Stieglitz easily beats overmatched fringe contender Weber

By Boxing News - 01/14/2012 - Comments

Image: Stieglitz easily beats overmatched fringe contender WeberBy Jim Dower: In am embarrassingly one-sided fight, WBO super middleweight champion Robert Stieglitz (41-2, 23 KOs) easily defeated #14 World Boxing Organization ranked contender Henry Weber (15-1-1, 3 KOs) by a lopsided 12 round unanimous decision on Saturday night at the Baden Arena in Offenberg, Germany. The final judges’ scores were 119-109, 118-110 and 116-112.

Stieglitz appeared to win every round of the fight, and the judge’ scores seemed a little out of touch with what actually happened in the fight. For Stieglitz, it was his fifth title defense of his WBO and his last before he faces former two-time super middleweight champion Mikkel Kessler on April 14th in Copenhagen, Denmark.

The 23-year-old Weber could do little in this fight, as not only was he not as fast as the 30-year-old Stieglitz but he also didn’t have the same kind of power as him. In every round, Weber was overwhelmed by Stieglitz’s almost nonstop punches.

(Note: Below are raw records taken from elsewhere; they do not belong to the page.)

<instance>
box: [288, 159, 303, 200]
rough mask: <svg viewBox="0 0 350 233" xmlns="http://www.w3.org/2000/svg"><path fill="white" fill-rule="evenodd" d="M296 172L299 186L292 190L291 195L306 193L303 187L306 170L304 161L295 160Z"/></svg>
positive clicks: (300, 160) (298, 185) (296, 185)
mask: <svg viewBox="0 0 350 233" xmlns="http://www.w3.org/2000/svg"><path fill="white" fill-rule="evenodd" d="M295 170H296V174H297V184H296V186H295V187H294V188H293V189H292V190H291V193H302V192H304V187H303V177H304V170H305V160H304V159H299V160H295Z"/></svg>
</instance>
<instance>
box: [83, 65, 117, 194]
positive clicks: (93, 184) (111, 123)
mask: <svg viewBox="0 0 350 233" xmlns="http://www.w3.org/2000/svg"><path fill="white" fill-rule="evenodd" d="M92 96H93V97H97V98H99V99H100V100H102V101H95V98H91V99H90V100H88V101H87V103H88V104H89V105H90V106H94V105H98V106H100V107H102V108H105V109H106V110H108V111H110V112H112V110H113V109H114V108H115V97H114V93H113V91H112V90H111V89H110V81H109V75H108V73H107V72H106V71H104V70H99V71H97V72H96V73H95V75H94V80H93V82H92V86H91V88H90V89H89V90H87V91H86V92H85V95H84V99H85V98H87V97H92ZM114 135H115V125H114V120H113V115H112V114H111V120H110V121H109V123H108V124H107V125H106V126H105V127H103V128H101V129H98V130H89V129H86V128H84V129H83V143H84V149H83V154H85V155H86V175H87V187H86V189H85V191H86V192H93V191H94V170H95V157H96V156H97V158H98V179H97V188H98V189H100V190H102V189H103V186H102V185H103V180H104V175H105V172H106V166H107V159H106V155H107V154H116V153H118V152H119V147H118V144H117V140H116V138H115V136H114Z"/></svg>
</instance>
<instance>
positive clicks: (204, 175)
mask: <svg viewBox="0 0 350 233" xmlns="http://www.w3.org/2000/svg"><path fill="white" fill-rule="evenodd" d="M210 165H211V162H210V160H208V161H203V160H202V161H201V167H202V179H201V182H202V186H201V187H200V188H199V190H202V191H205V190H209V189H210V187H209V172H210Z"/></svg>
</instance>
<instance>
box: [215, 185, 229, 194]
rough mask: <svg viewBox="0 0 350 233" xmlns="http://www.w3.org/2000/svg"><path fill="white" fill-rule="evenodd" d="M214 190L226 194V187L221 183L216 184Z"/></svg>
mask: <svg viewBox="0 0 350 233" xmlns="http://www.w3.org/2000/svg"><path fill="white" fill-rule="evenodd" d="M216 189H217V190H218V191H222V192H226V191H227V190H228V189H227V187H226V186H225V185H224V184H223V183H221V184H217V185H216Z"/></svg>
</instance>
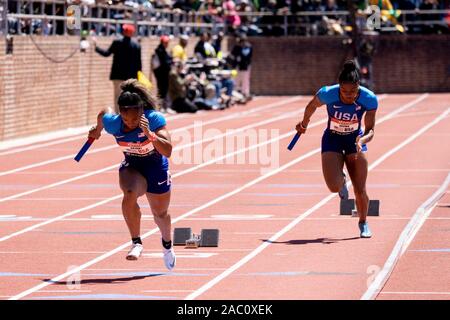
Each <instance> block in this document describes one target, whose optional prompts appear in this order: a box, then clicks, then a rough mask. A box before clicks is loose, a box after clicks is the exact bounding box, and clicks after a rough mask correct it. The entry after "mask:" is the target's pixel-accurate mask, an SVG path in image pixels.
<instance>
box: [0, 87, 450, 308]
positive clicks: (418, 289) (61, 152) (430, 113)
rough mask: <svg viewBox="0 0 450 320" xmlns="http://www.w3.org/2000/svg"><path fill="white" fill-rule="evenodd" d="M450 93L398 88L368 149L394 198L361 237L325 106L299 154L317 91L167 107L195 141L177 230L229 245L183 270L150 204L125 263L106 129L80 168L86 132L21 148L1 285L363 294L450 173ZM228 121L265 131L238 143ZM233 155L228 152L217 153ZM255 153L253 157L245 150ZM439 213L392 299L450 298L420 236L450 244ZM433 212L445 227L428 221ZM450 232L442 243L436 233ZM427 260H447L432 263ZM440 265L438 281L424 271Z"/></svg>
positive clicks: (177, 126)
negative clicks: (345, 189) (314, 97)
mask: <svg viewBox="0 0 450 320" xmlns="http://www.w3.org/2000/svg"><path fill="white" fill-rule="evenodd" d="M449 96H450V95H449V94H429V95H427V94H424V95H416V94H408V95H386V96H385V97H383V99H382V100H381V101H380V108H379V112H378V116H377V118H378V124H377V127H376V136H375V139H374V141H373V142H371V143H370V145H369V153H368V155H369V162H370V164H371V168H370V173H369V179H368V192H369V196H370V197H371V198H373V199H380V200H381V216H380V217H371V218H370V220H369V223H370V225H371V228H372V231H373V233H374V236H373V237H372V238H371V239H360V238H359V237H358V235H359V231H358V228H357V221H356V220H355V218H350V217H341V216H339V215H338V204H339V203H338V199H337V197H336V196H335V195H330V193H329V192H328V190H327V189H326V186H325V184H324V181H323V177H322V173H321V163H320V151H319V149H318V148H319V147H320V137H321V133H322V131H323V129H324V126H325V124H324V120H325V119H326V118H325V110H324V109H323V108H322V109H321V110H319V111H318V112H317V114H315V115H314V117H313V120H312V124H314V123H315V125H314V126H313V125H310V128H309V130H308V133H307V134H306V135H304V136H302V138H301V139H300V140H299V142H298V144H297V145H296V147H295V148H294V150H293V151H292V152H289V151H287V150H286V146H287V144H288V143H289V141H290V139H291V137H292V128H293V127H294V125H295V123H296V121H297V120H298V118H299V116H300V114H301V112H302V110H303V108H304V106H305V104H306V102H307V101H308V97H297V98H295V97H294V98H293V97H261V98H259V99H257V100H255V101H253V102H252V103H250V104H249V105H247V106H245V107H236V108H233V109H230V110H226V111H221V112H208V113H202V114H196V115H189V116H186V117H184V116H183V117H175V118H174V119H172V120H171V119H170V118H169V120H168V123H169V129H170V130H171V131H172V132H173V133H175V134H174V136H176V135H177V134H178V135H180V134H181V133H188V132H189V133H191V136H192V139H191V140H186V139H185V138H186V136H185V137H184V138H181V137H179V139H178V140H176V142H175V146H176V148H177V149H176V151H175V153H176V155H177V156H178V157H175V158H176V159H179V158H180V157H181V156H183V157H185V159H190V160H191V163H178V162H177V163H174V161H172V163H171V171H172V174H173V176H174V179H173V194H172V202H171V207H170V213H171V215H172V220H173V226H174V227H185V226H190V227H192V228H193V230H195V231H199V230H200V229H201V228H219V229H220V232H221V234H220V246H219V247H218V248H199V249H195V250H192V249H185V248H184V247H176V253H177V257H178V264H177V267H176V269H175V270H174V271H173V272H171V273H169V272H167V271H166V270H165V269H164V266H163V262H162V258H161V246H160V237H159V232H157V230H156V229H155V224H154V222H153V220H152V217H151V215H150V211H149V208H148V205H147V204H146V202H145V201H144V199H141V201H140V204H141V207H142V208H143V214H144V221H143V224H142V235H143V238H145V239H144V247H145V250H144V254H143V256H142V257H141V259H139V260H138V261H135V262H130V261H127V260H125V254H126V252H127V250H128V245H129V236H128V232H127V228H126V225H125V223H124V221H123V218H122V217H121V211H120V203H121V197H120V191H119V188H118V179H117V167H118V164H119V163H120V161H121V159H122V155H121V154H120V151H119V150H118V148H116V147H114V142H113V140H112V139H111V137H109V136H107V135H104V136H103V137H102V139H101V140H100V141H97V142H96V143H95V144H94V146H93V147H92V148H91V149H92V150H89V152H88V154H86V155H85V157H84V158H83V159H82V161H81V162H80V163H76V162H74V161H73V160H72V158H71V157H72V155H74V154H75V153H76V152H77V151H78V149H79V148H80V146H81V145H82V143H83V141H84V137H82V136H80V138H79V139H74V140H71V141H67V139H66V138H65V139H62V140H64V141H62V142H61V143H58V139H54V140H53V141H52V143H51V144H50V145H44V146H42V147H36V148H35V149H31V150H22V149H23V147H17V148H16V149H17V152H16V153H13V154H11V153H9V154H4V153H5V150H1V151H0V160H2V168H1V172H0V261H1V262H0V296H1V297H2V298H3V299H108V298H112V299H360V298H362V296H363V295H364V294H365V293H366V292H367V290H368V288H369V286H370V284H371V281H372V280H373V278H374V276H375V275H374V274H373V272H372V270H377V268H381V267H382V266H383V265H384V264H385V262H386V260H387V259H388V257H389V255H390V254H391V252H392V250H393V248H394V246H395V244H396V242H397V240H398V238H399V236H400V234H401V233H402V231H403V230H404V228H405V226H406V225H407V224H408V222H409V220H410V219H411V217H412V216H413V214H414V213H415V211H416V210H417V208H418V207H419V206H420V205H421V204H422V203H423V202H424V201H425V200H426V199H428V198H429V197H430V196H431V195H432V194H433V193H434V192H435V191H436V190H437V189H438V188H439V187H440V186H441V184H442V183H443V181H444V180H445V178H446V176H447V174H448V172H449V155H450V150H449V146H448V144H445V143H442V141H445V140H448V138H449V135H450V129H449V128H448V125H446V124H447V122H448V113H449V112H450V109H449V107H450V106H449V105H448V100H449ZM196 120H198V121H202V123H203V124H204V125H203V127H202V130H203V134H202V135H199V134H198V131H197V132H196V133H197V135H195V134H194V131H195V130H198V127H197V129H195V128H193V126H192V124H193V123H194V121H196ZM228 129H235V130H241V131H240V132H242V133H244V134H247V135H248V137H253V140H252V139H247V140H246V141H245V143H244V144H242V145H239V144H237V143H236V144H235V145H234V146H232V147H230V148H229V149H226V148H225V147H224V146H225V145H226V141H225V140H224V139H225V138H226V137H228V138H229V137H231V136H232V134H231V133H230V132H229V131H227V130H228ZM271 129H273V130H275V131H271ZM276 130H278V131H276ZM214 138H218V139H217V140H214ZM266 139H272V140H273V141H272V144H269V145H268V144H267V143H264V142H265V140H266ZM213 140H214V141H215V144H212V141H213ZM221 144H223V146H222V147H221ZM183 146H185V147H183ZM214 146H216V147H217V146H218V147H217V149H216V150H214ZM196 148H197V149H196ZM248 148H253V149H251V150H250V151H249V150H246V149H248ZM198 150H200V151H204V153H205V157H203V156H201V157H199V154H200V153H199V152H198ZM208 150H209V151H208ZM255 150H256V151H258V152H259V154H258V153H257V154H256V155H255V154H254V153H253V154H252V156H254V157H256V158H255V159H256V160H258V161H253V162H252V161H251V160H255V159H253V158H252V156H250V154H249V153H250V152H251V151H255ZM233 152H241V153H238V154H233ZM225 154H230V157H229V158H226V159H222V162H223V163H215V160H214V159H218V158H219V159H221V157H222V158H223V157H225V156H226V155H225ZM242 154H244V155H246V157H245V158H244V159H239V158H237V156H238V155H242ZM176 159H174V160H176ZM239 160H244V161H242V162H239ZM269 160H270V161H269ZM262 169H263V170H262ZM441 201H442V200H441ZM447 202H448V201H447ZM435 210H440V211H439V212H438V211H436V213H437V216H436V217H438V218H439V219H434V217H435V211H433V213H432V214H431V215H430V217H429V218H428V220H427V221H426V222H425V224H424V226H423V227H422V229H421V230H419V232H418V234H417V236H416V239H415V240H413V242H412V243H411V245H410V246H409V248H408V251H407V252H406V253H405V255H403V256H402V257H401V258H400V260H399V262H398V264H397V266H396V267H395V269H394V271H393V273H392V274H391V278H390V279H389V280H388V281H387V283H386V285H385V286H384V288H383V290H382V292H381V293H380V294H379V295H378V299H380V298H388V299H389V298H391V299H392V298H394V299H397V298H404V297H405V296H406V297H409V298H414V297H415V296H413V295H412V294H407V293H406V294H404V295H402V294H401V293H402V292H403V293H404V292H410V291H416V292H429V293H430V292H441V293H444V294H442V295H437V294H429V295H428V296H426V298H438V299H446V297H448V295H447V296H446V295H445V292H447V293H448V292H450V288H449V285H448V283H450V282H449V281H448V273H445V272H444V271H445V270H446V269H448V259H446V255H447V256H448V251H445V250H441V251H438V252H435V251H426V253H425V252H422V251H414V250H419V249H417V248H422V247H420V246H418V245H417V244H416V241H419V240H420V241H421V242H420V243H427V246H425V247H423V248H425V250H434V249H448V248H446V247H445V246H446V245H447V246H448V243H449V241H448V240H449V230H447V229H448V228H446V221H448V220H446V218H447V219H448V207H445V206H443V207H439V206H438V207H436V209H435ZM430 223H433V224H435V226H434V228H437V229H438V230H437V231H436V230H435V229H432V230H429V228H427V226H429V224H430ZM447 227H448V226H447ZM436 232H439V235H440V237H439V238H440V239H441V240H442V242H433V241H434V240H433V239H435V238H436V237H435V236H436V234H435V233H436ZM426 241H428V242H426ZM433 254H435V255H434V256H432V255H433ZM438 255H441V256H442V258H441V259H436V256H438ZM424 256H427V257H429V258H428V259H433V260H432V261H433V264H432V265H431V264H430V263H428V264H426V263H425V264H421V263H420V262H419V261H421V259H424ZM430 261H431V260H430ZM427 267H428V268H430V269H429V271H430V272H429V273H428V275H429V278H428V280H427V279H424V278H422V279H419V277H412V276H411V275H412V274H413V273H414V272H421V271H422V272H423V270H422V269H423V268H427ZM432 267H433V269H431V268H432ZM432 270H434V272H432ZM436 270H441V271H442V274H439V272H436ZM445 276H446V277H447V279H445ZM50 279H51V280H52V281H49V280H50ZM78 280H80V283H79V284H78V285H77V281H78ZM427 283H428V284H429V285H424V284H427ZM405 284H408V285H409V286H405ZM411 288H414V289H411ZM389 292H391V293H389ZM392 292H396V293H395V294H394V293H392Z"/></svg>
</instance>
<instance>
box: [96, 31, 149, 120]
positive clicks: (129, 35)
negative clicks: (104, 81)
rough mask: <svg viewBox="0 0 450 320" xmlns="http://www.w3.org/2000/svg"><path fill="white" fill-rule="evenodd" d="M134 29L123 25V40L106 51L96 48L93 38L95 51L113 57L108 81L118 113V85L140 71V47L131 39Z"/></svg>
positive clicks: (132, 77) (118, 107) (100, 54)
mask: <svg viewBox="0 0 450 320" xmlns="http://www.w3.org/2000/svg"><path fill="white" fill-rule="evenodd" d="M134 32H135V28H134V26H133V25H131V24H124V25H123V27H122V34H123V38H121V39H118V40H114V41H113V43H112V44H111V46H110V47H109V49H108V50H103V49H101V48H99V47H97V40H96V38H95V37H94V38H93V39H92V40H93V42H94V46H95V51H96V52H97V53H99V54H100V55H102V56H104V57H109V56H110V55H111V54H112V55H113V63H112V67H111V73H110V77H109V79H110V80H111V81H112V82H113V86H114V108H115V112H116V113H117V114H118V113H119V104H118V98H119V95H120V92H121V89H120V84H121V83H122V82H123V81H125V80H128V79H131V78H134V79H137V73H138V71H141V70H142V61H141V46H140V45H139V44H138V43H137V42H136V41H134V40H132V39H131V37H132V36H133V35H134Z"/></svg>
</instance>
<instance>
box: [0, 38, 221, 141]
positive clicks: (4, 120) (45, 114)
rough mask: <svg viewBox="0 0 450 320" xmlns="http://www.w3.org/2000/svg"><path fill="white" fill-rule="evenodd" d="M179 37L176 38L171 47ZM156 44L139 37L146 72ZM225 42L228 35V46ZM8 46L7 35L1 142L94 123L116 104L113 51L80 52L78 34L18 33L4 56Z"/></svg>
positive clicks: (2, 88) (152, 79)
mask: <svg viewBox="0 0 450 320" xmlns="http://www.w3.org/2000/svg"><path fill="white" fill-rule="evenodd" d="M33 40H34V42H35V43H36V44H37V46H36V45H35V44H34V42H33ZM113 40H114V38H113V37H111V38H98V40H97V44H98V46H99V47H101V48H105V49H106V48H108V47H109V45H110V44H111V42H112V41H113ZM196 41H197V39H192V40H191V41H190V42H189V45H188V54H189V55H192V54H193V51H194V46H195V44H196ZM177 42H178V41H176V40H173V41H172V42H171V46H170V48H171V47H172V46H174V45H175V44H177ZM158 44H159V39H157V38H145V39H142V40H141V46H142V53H141V56H142V64H143V70H144V73H145V74H146V75H147V77H149V75H150V57H151V55H152V53H153V51H154V49H155V48H156V46H157V45H158ZM226 44H227V41H226V40H225V41H224V42H223V46H224V48H225V49H226ZM38 47H39V49H38ZM5 50H6V48H5V41H4V39H3V41H0V80H1V81H0V141H1V140H8V139H13V138H19V137H23V136H26V135H28V134H37V133H45V132H47V131H49V130H61V129H65V128H74V127H79V126H85V125H90V124H94V123H95V119H96V115H97V113H98V111H99V110H100V109H101V108H103V107H105V106H108V105H109V106H111V105H112V103H113V86H112V82H111V81H110V80H109V73H110V70H111V63H112V56H111V57H108V58H104V57H102V56H100V55H99V54H97V53H96V52H95V51H94V50H93V47H92V46H91V47H90V48H89V49H88V50H87V52H85V53H82V52H80V50H79V38H77V37H70V36H52V37H40V36H33V38H30V37H29V36H16V37H14V52H13V54H10V55H6V54H5ZM72 53H73V56H71V54H72ZM44 55H45V56H47V57H48V58H50V60H49V59H48V58H46V57H45V56H44ZM69 56H71V57H70V58H68V57H69ZM67 58H68V59H67ZM65 59H67V60H65ZM64 60H65V61H64ZM151 76H152V78H150V79H151V80H152V83H153V84H154V88H156V82H155V80H154V79H153V74H151Z"/></svg>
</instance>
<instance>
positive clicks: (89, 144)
mask: <svg viewBox="0 0 450 320" xmlns="http://www.w3.org/2000/svg"><path fill="white" fill-rule="evenodd" d="M94 140H95V139H94V138H89V139H88V140H87V141H86V142H85V143H84V145H83V147H81V149H80V151H79V152H78V154H77V155H76V156H75V158H74V159H75V161H77V162H79V161H80V160H81V158H82V157H83V156H84V154H85V153H86V151H87V150H88V149H89V147H90V146H91V145H92V143H93V142H94Z"/></svg>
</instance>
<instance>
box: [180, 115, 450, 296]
mask: <svg viewBox="0 0 450 320" xmlns="http://www.w3.org/2000/svg"><path fill="white" fill-rule="evenodd" d="M449 112H450V108H449V109H447V110H446V111H445V112H444V113H442V114H441V115H440V116H439V117H437V118H436V119H435V120H434V121H432V122H431V123H429V124H428V125H426V126H424V127H422V129H421V130H419V131H417V132H416V133H415V134H413V135H411V136H410V137H409V138H408V139H406V140H404V141H403V142H402V143H400V144H399V145H397V146H396V147H394V148H392V149H391V150H389V151H388V152H386V153H385V154H384V155H383V156H381V157H380V158H378V159H377V160H376V161H375V162H374V163H373V164H372V165H370V166H369V171H371V170H373V168H375V167H377V166H378V165H379V164H381V163H382V162H383V161H385V160H386V159H387V158H389V157H390V156H392V155H393V154H394V153H396V152H398V151H399V150H401V149H402V148H403V147H405V146H406V145H408V144H409V143H411V142H412V141H414V140H415V139H417V138H418V137H420V136H421V135H422V134H423V133H425V132H426V131H427V130H429V129H430V128H432V127H433V126H434V125H436V124H437V123H439V122H440V121H442V119H444V118H445V117H446V116H447V115H448V113H449ZM347 185H351V183H350V182H349V183H347ZM336 195H337V194H336V193H334V194H330V195H329V196H328V197H325V198H324V199H323V200H321V201H320V202H318V203H317V204H316V205H315V206H313V207H311V208H310V209H309V210H307V211H305V212H304V213H302V214H301V215H300V216H298V217H297V218H296V219H295V220H293V221H292V222H291V223H290V224H288V225H287V226H286V227H284V228H283V229H282V230H280V231H279V232H278V233H276V234H275V235H273V236H272V237H271V238H270V239H269V240H268V241H267V242H264V243H263V244H261V245H259V246H258V247H257V248H256V249H255V250H254V251H252V252H251V253H249V254H248V255H247V256H245V257H244V258H242V259H241V260H239V261H238V262H237V263H235V264H234V265H233V266H231V267H230V268H228V269H227V270H226V271H224V272H222V273H221V274H220V275H218V276H217V277H215V278H213V279H212V280H211V281H209V282H207V283H206V284H205V285H203V286H202V287H200V288H199V289H197V290H196V291H195V292H193V293H192V294H190V295H188V296H187V297H186V298H185V299H186V300H193V299H195V298H197V297H198V296H200V295H202V294H203V293H205V292H206V291H208V290H209V289H211V288H212V287H214V286H215V285H216V284H218V283H219V282H220V281H222V280H223V279H225V278H226V277H228V276H229V275H230V274H232V273H233V272H234V271H236V270H237V269H239V268H240V267H242V266H243V265H244V264H246V263H247V262H249V261H250V260H251V259H253V258H254V257H256V256H257V255H258V254H259V253H260V252H262V251H263V250H264V249H265V248H267V247H268V246H269V245H270V243H271V242H274V241H276V240H278V239H279V238H280V237H281V236H283V235H284V234H285V233H287V232H288V231H290V230H291V229H292V228H294V227H295V226H296V225H297V224H298V223H299V222H300V221H302V220H303V219H305V218H306V217H308V216H309V215H310V214H312V213H313V212H314V211H316V210H318V209H319V208H321V207H322V206H323V205H325V204H326V203H327V202H329V201H330V200H331V199H333V198H334V197H335V196H336Z"/></svg>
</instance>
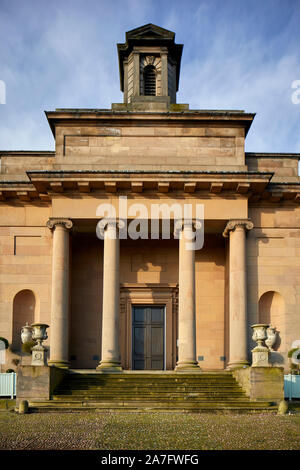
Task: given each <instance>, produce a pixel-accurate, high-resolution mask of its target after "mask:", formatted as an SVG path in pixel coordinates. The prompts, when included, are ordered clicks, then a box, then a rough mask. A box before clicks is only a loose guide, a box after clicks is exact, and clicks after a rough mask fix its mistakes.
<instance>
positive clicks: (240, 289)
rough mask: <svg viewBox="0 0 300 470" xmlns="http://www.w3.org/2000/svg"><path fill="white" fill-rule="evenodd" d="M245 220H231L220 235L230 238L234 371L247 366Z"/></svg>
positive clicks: (229, 365) (247, 364) (250, 226)
mask: <svg viewBox="0 0 300 470" xmlns="http://www.w3.org/2000/svg"><path fill="white" fill-rule="evenodd" d="M252 228H253V223H252V222H251V221H250V220H248V219H245V220H243V219H241V220H230V221H229V222H228V223H227V225H226V227H225V230H224V232H223V236H224V237H228V236H229V363H228V368H229V369H234V368H237V367H243V366H245V365H249V362H248V359H247V356H248V354H247V274H246V230H251V229H252Z"/></svg>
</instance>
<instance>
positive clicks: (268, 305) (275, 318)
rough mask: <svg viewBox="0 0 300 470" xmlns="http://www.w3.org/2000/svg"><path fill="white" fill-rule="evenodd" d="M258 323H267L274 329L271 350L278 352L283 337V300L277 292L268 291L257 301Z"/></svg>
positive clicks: (280, 344) (283, 334) (262, 294)
mask: <svg viewBox="0 0 300 470" xmlns="http://www.w3.org/2000/svg"><path fill="white" fill-rule="evenodd" d="M259 323H267V324H268V325H271V326H273V327H275V328H276V331H277V340H276V343H275V344H274V346H273V349H274V350H276V351H279V350H280V345H281V344H282V343H283V340H284V337H285V324H284V299H283V297H282V295H281V294H279V292H276V291H268V292H265V293H264V294H262V295H261V297H260V299H259Z"/></svg>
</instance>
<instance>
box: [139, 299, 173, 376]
mask: <svg viewBox="0 0 300 470" xmlns="http://www.w3.org/2000/svg"><path fill="white" fill-rule="evenodd" d="M164 343H165V307H164V306H156V305H154V306H153V305H145V306H139V305H138V306H133V307H132V369H134V370H164V368H165V353H164V352H165V344H164Z"/></svg>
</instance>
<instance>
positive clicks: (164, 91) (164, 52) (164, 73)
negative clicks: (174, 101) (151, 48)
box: [160, 47, 169, 96]
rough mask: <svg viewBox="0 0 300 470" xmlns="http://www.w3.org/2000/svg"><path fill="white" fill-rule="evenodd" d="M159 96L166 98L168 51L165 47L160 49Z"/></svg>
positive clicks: (166, 88) (167, 91) (167, 66)
mask: <svg viewBox="0 0 300 470" xmlns="http://www.w3.org/2000/svg"><path fill="white" fill-rule="evenodd" d="M160 57H161V94H162V96H168V95H169V92H168V49H167V48H166V47H162V48H161V54H160Z"/></svg>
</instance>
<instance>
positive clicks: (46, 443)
mask: <svg viewBox="0 0 300 470" xmlns="http://www.w3.org/2000/svg"><path fill="white" fill-rule="evenodd" d="M0 449H1V450H4V449H52V450H53V449H57V450H61V449H101V450H103V449H106V450H124V449H126V450H185V449H187V450H223V449H224V450H225V449H253V450H255V449H265V450H271V449H281V450H289V449H290V450H292V449H294V450H300V414H298V413H297V414H293V415H285V416H277V415H270V414H258V415H221V414H206V413H205V414H171V413H170V414H168V413H157V414H155V413H148V414H133V413H131V414H129V413H124V414H101V413H97V412H94V413H90V412H82V413H61V414H46V413H45V414H29V415H18V414H16V413H12V412H9V411H2V412H1V413H0Z"/></svg>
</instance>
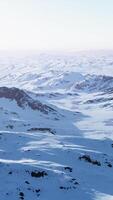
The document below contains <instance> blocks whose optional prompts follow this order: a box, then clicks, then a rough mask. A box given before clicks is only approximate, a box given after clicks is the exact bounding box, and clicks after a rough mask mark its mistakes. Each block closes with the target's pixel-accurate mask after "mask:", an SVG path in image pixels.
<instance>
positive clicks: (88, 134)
mask: <svg viewBox="0 0 113 200" xmlns="http://www.w3.org/2000/svg"><path fill="white" fill-rule="evenodd" d="M0 114H1V115H0V169H1V173H0V183H1V187H0V200H17V199H25V200H31V199H32V200H36V199H40V200H53V199H54V200H58V199H60V200H75V199H77V200H83V199H84V200H108V199H109V200H112V199H113V189H112V183H113V175H112V174H113V52H112V51H109V52H106V51H101V52H92V53H90V52H81V53H76V54H68V55H63V54H62V55H58V54H57V55H56V54H49V53H48V54H42V53H41V54H36V53H34V54H32V53H30V54H26V55H25V54H23V55H19V54H17V55H16V54H15V55H12V54H11V55H9V54H8V55H6V54H3V53H1V54H0Z"/></svg>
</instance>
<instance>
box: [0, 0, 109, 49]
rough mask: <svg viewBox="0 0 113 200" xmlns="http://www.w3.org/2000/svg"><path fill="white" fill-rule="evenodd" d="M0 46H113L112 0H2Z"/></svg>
mask: <svg viewBox="0 0 113 200" xmlns="http://www.w3.org/2000/svg"><path fill="white" fill-rule="evenodd" d="M0 49H9V50H10V49H27V50H33V49H34V50H66V51H68V50H69V51H74V50H85V49H113V0H0Z"/></svg>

Stieglitz looked desperate at times to try and finish Weber off but lacked the power needed to finish the job. The fight was never really competitive at any point, but it got really one-sided in the second half of the fight with Stieglitz landing at will.

Weber lost his mouthpiece repeatedly in the fight, often when he would get hit with big uppercuts. Stieglitz had a bad habit coming inside and shouldering Weber, but it didn’t cost him anything, although referee gave him several warnings in the fight for this practice.

Perhaps Weber’s best round of the fight was the 4th when he landed some uppercuts and short hooks. Stieglitz, however, answered him back each time he threw and with better power. If you were to give Weber any of the rounds in the fight, this would be the one. I don’t think he did enough to win the round because Stieglitz hit him more in the round. After the 4th, it got pretty to watch as Stieglitz was able to punch Weber at will without having to worry about much return fire. In the 10th round, Stieglitz fired off a nonstop salvo of quick combinations, landing almost every punch he threw in rapid fire for almost a minute. Shockingly, neither the referee nor Weber’s corner stopped the fight. The fight really needed to be stopped at that point because Weber was no longer competitive was taking some serious punishment.

Overall, I thought Stieglitz looked pretty good. I think he definitely one of the top 9 or 10 super middleweights, although I rate guys like Lucian Bute, Carl Froch, Mikkel Kessler, Andre Ward, Andre Dirrell, Anthony Dirrell, Arthur Abraham, Kelly Pavlik and Glen Johnson over him. I don’t think Stieglitz deserves to hold a belt and see him losing to Kessler in April when they fight.